However, a character is only as believable and as well-written as its “counterfigure ”[48], another character that acts as the antagonist and discomfits the protagonist whenever it is possible. This leads directly to the subitem of this chapter: Protagonists and antagonists.

3.1) Protagonists and antagonists

A first definition of what protagonists and antagonists (or heroes and anti­heroes) are can be found within Introduction to Literature, Criticism and Theory:

“[...] The most obvious definition of the 'hero' or 'heroine' of a novel or play would be the person with whom we 'identify', with whom we sympathize or empathize, or whose position or role we imaginatively inhabit. The anti-hero, by contrast, is the character with whom we might identify, but only in wilful resistance to prevailing codes of morality and behaviour. ”[49]

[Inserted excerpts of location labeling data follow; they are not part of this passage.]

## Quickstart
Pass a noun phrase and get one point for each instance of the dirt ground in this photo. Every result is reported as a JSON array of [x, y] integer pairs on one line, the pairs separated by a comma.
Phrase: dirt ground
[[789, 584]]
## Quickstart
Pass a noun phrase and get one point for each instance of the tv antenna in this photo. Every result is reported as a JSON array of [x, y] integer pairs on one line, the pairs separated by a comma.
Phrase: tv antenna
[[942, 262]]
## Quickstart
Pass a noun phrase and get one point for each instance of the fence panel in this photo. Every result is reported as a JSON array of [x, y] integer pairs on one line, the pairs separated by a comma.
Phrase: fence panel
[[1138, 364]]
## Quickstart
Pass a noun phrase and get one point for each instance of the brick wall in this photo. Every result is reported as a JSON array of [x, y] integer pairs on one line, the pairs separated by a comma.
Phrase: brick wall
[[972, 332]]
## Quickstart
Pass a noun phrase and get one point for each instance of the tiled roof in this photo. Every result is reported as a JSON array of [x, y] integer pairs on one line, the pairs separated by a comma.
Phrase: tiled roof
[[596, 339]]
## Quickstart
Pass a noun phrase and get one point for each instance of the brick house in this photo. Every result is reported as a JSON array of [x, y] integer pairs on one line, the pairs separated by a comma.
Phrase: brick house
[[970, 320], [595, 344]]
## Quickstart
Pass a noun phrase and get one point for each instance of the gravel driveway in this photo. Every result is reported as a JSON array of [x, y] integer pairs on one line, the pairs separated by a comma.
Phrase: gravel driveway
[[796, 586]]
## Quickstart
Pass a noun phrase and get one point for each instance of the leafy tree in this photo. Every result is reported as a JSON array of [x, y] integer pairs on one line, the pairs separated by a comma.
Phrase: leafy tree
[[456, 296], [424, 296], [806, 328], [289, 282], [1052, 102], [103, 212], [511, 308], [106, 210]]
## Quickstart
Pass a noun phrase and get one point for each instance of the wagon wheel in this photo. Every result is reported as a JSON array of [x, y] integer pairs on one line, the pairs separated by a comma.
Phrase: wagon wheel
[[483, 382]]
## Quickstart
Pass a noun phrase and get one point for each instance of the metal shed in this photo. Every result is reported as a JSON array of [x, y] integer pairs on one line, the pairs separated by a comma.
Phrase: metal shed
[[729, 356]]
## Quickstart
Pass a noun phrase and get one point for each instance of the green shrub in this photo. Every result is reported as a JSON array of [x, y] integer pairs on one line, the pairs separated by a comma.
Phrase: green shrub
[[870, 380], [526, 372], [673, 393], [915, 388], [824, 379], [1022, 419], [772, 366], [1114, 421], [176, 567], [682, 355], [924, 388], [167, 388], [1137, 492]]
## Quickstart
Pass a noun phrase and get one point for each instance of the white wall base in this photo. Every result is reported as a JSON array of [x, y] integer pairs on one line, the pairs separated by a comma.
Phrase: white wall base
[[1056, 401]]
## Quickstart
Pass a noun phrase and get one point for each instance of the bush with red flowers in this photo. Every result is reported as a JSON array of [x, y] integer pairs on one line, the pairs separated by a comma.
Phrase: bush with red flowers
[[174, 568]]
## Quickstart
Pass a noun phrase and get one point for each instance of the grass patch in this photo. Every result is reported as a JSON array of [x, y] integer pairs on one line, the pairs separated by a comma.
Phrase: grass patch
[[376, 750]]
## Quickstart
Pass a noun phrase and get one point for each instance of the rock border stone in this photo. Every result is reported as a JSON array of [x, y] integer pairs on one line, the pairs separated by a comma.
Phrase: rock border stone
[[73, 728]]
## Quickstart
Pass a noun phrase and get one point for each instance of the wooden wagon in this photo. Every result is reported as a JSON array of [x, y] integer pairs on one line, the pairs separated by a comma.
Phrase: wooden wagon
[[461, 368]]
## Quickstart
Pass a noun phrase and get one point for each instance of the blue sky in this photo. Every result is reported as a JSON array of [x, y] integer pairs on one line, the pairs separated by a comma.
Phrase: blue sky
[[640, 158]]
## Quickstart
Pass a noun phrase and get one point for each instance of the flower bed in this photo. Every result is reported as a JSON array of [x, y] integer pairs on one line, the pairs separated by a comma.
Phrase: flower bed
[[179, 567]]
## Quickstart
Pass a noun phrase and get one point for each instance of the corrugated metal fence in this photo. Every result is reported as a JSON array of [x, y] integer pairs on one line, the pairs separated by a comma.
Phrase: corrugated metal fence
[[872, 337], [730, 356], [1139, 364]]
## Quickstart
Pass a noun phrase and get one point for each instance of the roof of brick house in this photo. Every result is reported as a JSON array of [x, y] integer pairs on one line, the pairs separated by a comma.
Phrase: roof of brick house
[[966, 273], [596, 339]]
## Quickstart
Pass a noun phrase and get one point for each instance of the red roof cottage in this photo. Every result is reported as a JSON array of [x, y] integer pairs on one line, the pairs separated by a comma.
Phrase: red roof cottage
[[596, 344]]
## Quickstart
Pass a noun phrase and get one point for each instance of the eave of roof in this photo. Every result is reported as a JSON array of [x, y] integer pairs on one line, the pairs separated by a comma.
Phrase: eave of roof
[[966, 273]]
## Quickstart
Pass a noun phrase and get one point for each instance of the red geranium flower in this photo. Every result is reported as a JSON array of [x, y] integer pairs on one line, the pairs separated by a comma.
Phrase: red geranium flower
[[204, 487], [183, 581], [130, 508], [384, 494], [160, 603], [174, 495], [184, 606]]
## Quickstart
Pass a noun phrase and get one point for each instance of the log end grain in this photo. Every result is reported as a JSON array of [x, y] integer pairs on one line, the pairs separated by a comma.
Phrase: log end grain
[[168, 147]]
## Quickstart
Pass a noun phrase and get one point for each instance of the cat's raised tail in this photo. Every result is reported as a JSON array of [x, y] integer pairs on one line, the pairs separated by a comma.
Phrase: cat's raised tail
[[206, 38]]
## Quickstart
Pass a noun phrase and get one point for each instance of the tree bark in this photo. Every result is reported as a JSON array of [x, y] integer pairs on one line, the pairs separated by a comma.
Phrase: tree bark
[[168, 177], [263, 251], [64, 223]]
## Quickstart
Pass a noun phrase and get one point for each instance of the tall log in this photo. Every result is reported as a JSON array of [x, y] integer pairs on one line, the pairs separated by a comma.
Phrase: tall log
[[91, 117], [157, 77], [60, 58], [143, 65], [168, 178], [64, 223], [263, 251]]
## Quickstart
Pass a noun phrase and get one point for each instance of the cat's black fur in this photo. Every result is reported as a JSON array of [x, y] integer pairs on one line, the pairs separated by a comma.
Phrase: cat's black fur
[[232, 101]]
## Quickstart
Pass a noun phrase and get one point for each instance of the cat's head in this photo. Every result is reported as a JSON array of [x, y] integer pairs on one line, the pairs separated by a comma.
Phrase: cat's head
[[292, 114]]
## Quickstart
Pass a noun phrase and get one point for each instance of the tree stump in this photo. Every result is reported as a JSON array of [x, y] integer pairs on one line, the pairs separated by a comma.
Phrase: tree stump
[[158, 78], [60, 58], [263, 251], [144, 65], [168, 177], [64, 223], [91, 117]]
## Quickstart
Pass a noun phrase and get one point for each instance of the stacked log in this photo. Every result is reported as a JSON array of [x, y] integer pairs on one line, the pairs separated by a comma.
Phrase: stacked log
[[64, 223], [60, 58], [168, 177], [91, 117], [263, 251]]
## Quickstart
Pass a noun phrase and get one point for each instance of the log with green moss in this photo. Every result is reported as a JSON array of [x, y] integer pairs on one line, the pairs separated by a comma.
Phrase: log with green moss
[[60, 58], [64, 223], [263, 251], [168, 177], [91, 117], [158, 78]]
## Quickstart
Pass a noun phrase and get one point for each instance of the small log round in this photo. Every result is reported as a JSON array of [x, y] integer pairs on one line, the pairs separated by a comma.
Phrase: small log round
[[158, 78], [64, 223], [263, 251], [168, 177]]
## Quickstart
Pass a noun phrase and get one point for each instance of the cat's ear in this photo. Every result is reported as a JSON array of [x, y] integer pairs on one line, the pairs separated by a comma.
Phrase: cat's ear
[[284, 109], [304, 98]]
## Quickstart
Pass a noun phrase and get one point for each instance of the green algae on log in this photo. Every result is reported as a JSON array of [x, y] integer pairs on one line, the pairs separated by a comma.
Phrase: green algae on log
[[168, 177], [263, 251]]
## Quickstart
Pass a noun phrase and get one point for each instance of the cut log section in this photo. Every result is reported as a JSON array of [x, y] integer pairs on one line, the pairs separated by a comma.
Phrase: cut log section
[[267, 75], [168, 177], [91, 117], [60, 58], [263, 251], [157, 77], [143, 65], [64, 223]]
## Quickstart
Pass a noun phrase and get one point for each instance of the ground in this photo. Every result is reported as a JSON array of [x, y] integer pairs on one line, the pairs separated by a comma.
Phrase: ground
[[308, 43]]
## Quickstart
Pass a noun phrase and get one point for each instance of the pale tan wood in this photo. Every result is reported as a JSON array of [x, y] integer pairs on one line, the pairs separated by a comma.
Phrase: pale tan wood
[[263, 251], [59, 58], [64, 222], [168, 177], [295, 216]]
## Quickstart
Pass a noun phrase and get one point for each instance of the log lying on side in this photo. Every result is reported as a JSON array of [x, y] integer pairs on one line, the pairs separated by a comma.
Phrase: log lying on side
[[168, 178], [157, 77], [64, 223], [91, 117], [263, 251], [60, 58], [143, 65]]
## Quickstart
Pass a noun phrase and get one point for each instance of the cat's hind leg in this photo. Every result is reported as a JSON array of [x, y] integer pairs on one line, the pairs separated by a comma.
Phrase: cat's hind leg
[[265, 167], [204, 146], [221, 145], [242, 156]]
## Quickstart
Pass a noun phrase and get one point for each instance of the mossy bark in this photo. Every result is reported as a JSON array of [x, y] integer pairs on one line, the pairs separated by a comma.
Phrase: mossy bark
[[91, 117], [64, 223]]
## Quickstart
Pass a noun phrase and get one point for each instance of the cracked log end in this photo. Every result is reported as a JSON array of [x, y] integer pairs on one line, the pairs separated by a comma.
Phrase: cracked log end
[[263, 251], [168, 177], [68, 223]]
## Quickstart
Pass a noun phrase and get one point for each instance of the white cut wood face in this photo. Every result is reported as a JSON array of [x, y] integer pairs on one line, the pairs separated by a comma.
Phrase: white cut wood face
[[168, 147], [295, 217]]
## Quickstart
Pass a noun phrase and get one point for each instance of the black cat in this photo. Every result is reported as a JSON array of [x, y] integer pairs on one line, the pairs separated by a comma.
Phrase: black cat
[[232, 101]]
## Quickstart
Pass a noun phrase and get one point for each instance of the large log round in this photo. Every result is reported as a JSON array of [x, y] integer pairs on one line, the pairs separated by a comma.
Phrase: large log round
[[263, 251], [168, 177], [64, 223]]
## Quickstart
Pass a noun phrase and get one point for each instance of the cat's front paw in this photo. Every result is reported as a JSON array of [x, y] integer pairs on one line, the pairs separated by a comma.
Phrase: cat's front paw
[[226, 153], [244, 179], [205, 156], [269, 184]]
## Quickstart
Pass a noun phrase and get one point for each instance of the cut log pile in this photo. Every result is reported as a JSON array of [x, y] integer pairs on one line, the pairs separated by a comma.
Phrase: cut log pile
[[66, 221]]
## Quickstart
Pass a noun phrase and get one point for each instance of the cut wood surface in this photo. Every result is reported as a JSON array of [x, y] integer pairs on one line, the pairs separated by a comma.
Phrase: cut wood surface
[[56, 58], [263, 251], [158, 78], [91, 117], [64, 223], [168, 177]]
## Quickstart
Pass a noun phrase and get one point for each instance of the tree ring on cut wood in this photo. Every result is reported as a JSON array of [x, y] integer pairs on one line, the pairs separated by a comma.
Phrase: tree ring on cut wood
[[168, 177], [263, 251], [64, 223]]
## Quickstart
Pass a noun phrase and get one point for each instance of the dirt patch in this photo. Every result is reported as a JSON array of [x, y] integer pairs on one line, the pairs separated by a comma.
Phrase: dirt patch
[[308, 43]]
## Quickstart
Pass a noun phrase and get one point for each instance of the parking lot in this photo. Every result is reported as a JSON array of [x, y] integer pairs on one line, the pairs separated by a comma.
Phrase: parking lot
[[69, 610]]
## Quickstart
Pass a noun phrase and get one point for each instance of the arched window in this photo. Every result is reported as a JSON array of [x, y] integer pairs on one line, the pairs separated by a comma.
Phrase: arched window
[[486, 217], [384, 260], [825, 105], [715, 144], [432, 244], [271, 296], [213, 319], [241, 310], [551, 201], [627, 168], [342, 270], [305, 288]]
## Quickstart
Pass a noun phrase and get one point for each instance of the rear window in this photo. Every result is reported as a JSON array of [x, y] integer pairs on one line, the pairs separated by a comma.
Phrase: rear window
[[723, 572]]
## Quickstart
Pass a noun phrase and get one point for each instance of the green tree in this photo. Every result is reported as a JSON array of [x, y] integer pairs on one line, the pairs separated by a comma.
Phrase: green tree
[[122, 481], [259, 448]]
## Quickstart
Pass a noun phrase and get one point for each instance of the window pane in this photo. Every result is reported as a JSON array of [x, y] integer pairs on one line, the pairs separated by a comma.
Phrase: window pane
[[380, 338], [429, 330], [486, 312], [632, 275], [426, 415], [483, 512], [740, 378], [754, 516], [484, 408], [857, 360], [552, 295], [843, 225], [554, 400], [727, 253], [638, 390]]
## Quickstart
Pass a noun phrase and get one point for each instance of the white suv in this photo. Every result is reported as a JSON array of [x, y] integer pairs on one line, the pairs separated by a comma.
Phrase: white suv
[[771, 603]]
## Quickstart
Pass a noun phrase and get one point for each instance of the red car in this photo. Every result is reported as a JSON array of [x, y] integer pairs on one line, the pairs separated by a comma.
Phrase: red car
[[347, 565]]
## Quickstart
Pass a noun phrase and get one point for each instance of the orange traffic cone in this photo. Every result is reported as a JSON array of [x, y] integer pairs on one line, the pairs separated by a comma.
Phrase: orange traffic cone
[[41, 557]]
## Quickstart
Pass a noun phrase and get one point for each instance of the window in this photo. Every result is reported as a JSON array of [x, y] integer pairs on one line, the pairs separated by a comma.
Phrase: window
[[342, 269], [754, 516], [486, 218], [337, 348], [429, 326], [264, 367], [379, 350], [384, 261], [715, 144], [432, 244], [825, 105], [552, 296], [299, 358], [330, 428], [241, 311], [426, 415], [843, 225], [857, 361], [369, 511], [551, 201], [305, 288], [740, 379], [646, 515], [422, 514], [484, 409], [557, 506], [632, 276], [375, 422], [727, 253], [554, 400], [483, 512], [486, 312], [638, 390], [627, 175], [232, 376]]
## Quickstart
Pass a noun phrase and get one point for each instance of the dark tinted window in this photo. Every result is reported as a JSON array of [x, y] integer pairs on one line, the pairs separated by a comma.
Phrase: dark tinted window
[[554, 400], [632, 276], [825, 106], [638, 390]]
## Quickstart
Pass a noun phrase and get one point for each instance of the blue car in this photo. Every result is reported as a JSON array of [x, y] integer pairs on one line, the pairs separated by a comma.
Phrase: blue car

The relationship between protagonists and antagonists “renders their characteristics even more apparent than type formation does anyway ”[50], thus making their interaction even more important. Yet, to fully understand the relationship between protagonists and antagonists I first have to clarify the terms. A character that is seen as a protagonist fulfils certain qualities that the audience can easily relate to and plays the most important role in the narrative, thus making him the hero of the story. “The hero assumes the function of a protagonist who focuses the narrative upon himself and his actions and places them in perspective through his world of experience [...]. ”[51] In contrast to that, the antagonist is the one who crosses the protagonist's path more than once and who follows his goals and tries to achieve these without thinking about the consequences for the antagonist. The antagonists do not necessarily have to be evil masterminds who want to bring the protagonist down no matter what, they can even be protagonists of a story that develop an urge to achieve their goals and therefore trying everything to get to their goals. This is especially important for the later chapters that deal with protagonists and antagonists in Lost.

As I mentioned, a story does not necessarily have to have only one protagonist. There are a variety of examples, including Lost and Supernatural, in which multiple protagonists exist. However, if there are multiple heroes, as in Lost, then a “hierarchic system”[52] has to be mentioned - the character ensemble: “This delineates a heterogeneous group which develops individual roles and values in a shared polyphonic and installs a flattened narrative style.”[55] This shows that in multiple protagonist constellations a group dynamic exists that not only affects the narrative style of the series but the character constellations as well. These group dynamic actively effects the different plots of the series to a point where a single plot line is not enough to fulfil the demands of multiple protagonists, thus requiring a so-called multiplot.[54] The multiplot is a number of different plot lines that run parallel to each other over the course of the series and do not necessarily have to end with the same result. This is explained due to the fact that the more protagonists a TV-series has, the more they are placed in the spotlight and the more of their personal background stories have to be told. As a matter of fact, this leads to more and more story lines that can be tied into each other but do not need to. These multiple protagonist series are especially attractive to spectators because they “can project themselves into an imaginary circle of friends and acquaintances”[55].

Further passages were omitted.